Life is too quick. It is already November AFTER I graduated and I am in a whirlwind of "saving the world" through teaching. I am doing something through teaching. I am experiencing a part of the world I did not know existed nor could I imagine existing.

It is difficult to put into words the isolation of the place I live. Imagine driving for one hundred miles (two hours) from the biggest city you know and ten minutes outside of it, the landscape turning dry and brown, the dust collecting under your wipers as you drive, and the only thing in sight being a field of dry, brown tumbleweed. Imagine driving mile after mile without seeing a person, without passing a car, turning on streets without names that do not appear on maps and are often unpaved and quickly destroy any motor vehicle. Imagine being two hours from a grocery store, from a hospital, from "civilization." In so many ways, it offers respite from city bothers, but also teaches a lesson in the necessity of others. Even in a city, you are not entirely alone. In a city you can sit in a coffee shop of bustling people and feel their humanness. Out there you are crushed by the big blue sky, alone with the exception of one sane roommate who is equally stifled by the openness and insurmountable problems faced by the students in that area.
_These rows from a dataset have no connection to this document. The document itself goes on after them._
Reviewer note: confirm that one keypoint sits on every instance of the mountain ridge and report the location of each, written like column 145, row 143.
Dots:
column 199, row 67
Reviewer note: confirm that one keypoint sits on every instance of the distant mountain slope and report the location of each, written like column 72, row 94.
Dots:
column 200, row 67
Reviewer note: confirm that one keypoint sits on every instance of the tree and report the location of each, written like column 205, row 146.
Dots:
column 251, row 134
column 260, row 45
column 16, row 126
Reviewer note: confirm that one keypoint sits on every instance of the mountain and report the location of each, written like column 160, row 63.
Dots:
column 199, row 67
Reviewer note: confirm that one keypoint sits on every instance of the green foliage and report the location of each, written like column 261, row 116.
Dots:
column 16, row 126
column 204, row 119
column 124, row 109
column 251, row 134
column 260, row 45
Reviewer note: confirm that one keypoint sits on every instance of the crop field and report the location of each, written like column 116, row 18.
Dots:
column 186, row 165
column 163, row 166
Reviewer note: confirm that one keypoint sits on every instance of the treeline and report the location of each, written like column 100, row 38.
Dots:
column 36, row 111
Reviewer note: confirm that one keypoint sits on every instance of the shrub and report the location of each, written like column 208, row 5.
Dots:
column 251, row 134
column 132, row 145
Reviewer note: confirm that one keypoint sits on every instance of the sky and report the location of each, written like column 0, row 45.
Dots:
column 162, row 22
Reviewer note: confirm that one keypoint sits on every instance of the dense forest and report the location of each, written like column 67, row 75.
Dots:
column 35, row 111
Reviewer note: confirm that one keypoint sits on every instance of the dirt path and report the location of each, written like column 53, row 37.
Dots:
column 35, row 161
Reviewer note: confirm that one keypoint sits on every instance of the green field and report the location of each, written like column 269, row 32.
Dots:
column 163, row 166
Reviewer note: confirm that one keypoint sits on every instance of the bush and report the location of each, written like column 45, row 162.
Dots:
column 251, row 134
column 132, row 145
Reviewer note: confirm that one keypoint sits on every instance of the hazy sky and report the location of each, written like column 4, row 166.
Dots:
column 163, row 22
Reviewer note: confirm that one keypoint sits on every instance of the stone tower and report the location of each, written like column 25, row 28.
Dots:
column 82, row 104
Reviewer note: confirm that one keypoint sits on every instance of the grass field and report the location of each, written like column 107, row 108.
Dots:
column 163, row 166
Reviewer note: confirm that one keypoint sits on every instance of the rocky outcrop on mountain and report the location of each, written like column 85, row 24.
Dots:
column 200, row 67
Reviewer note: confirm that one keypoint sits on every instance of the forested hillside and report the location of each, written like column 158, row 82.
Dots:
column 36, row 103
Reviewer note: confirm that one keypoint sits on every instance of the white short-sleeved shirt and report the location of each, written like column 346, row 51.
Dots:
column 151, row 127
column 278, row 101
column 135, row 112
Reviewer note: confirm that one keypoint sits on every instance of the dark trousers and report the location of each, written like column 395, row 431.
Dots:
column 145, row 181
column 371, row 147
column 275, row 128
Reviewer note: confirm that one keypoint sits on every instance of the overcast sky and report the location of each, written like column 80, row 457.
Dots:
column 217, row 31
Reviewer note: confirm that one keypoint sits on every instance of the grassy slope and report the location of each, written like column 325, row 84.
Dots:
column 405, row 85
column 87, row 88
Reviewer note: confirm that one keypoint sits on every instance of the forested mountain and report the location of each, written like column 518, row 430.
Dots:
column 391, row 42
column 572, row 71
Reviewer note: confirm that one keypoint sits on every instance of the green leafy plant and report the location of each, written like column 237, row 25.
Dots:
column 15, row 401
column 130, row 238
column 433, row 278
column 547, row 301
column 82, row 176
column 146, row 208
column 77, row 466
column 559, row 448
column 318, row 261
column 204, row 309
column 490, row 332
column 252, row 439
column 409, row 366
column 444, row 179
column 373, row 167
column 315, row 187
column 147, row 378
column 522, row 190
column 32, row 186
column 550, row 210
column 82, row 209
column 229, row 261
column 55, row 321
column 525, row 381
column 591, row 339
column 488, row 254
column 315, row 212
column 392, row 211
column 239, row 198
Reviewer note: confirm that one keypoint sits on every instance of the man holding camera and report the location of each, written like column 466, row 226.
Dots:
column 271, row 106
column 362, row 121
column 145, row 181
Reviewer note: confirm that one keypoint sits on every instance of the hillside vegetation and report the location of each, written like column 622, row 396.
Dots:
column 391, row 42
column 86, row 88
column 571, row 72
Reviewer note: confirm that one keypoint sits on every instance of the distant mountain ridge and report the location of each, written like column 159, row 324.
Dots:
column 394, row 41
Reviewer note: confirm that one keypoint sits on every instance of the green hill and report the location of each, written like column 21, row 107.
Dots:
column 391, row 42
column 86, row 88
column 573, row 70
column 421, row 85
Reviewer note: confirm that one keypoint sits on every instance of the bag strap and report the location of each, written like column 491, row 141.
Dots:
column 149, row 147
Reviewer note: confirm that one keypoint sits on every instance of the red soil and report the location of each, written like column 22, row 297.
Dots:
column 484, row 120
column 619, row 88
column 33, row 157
It is one thing to put it into words, to paint the brown landscape, and another thing to live. It is trying and tiring and terrifying and it is something I never imagined myself doing. There are so many words to describe it and none at all because no one who hasn't lived that far from other people can imagine it. A school that sits on a hill, not surrounded by a town, but isolated from everything and everyone. And I cannot understand how any school district or person in the world could be happy in that environment.

People need people to find contentment and there are none in Pueblo Pintado.

It is another country, one that is indescribable because it has no name and no one is from the place. The people are Americans but not treated as such. There is no town, no typical American activities. There is only a school and about a hundred lost children. And a school district and state that neglects the fact it exists. Even Teach for America, to an extent, has forgotten those of us placed there. We are and we are not. We exist and we do not. We are, essentially, forgotten.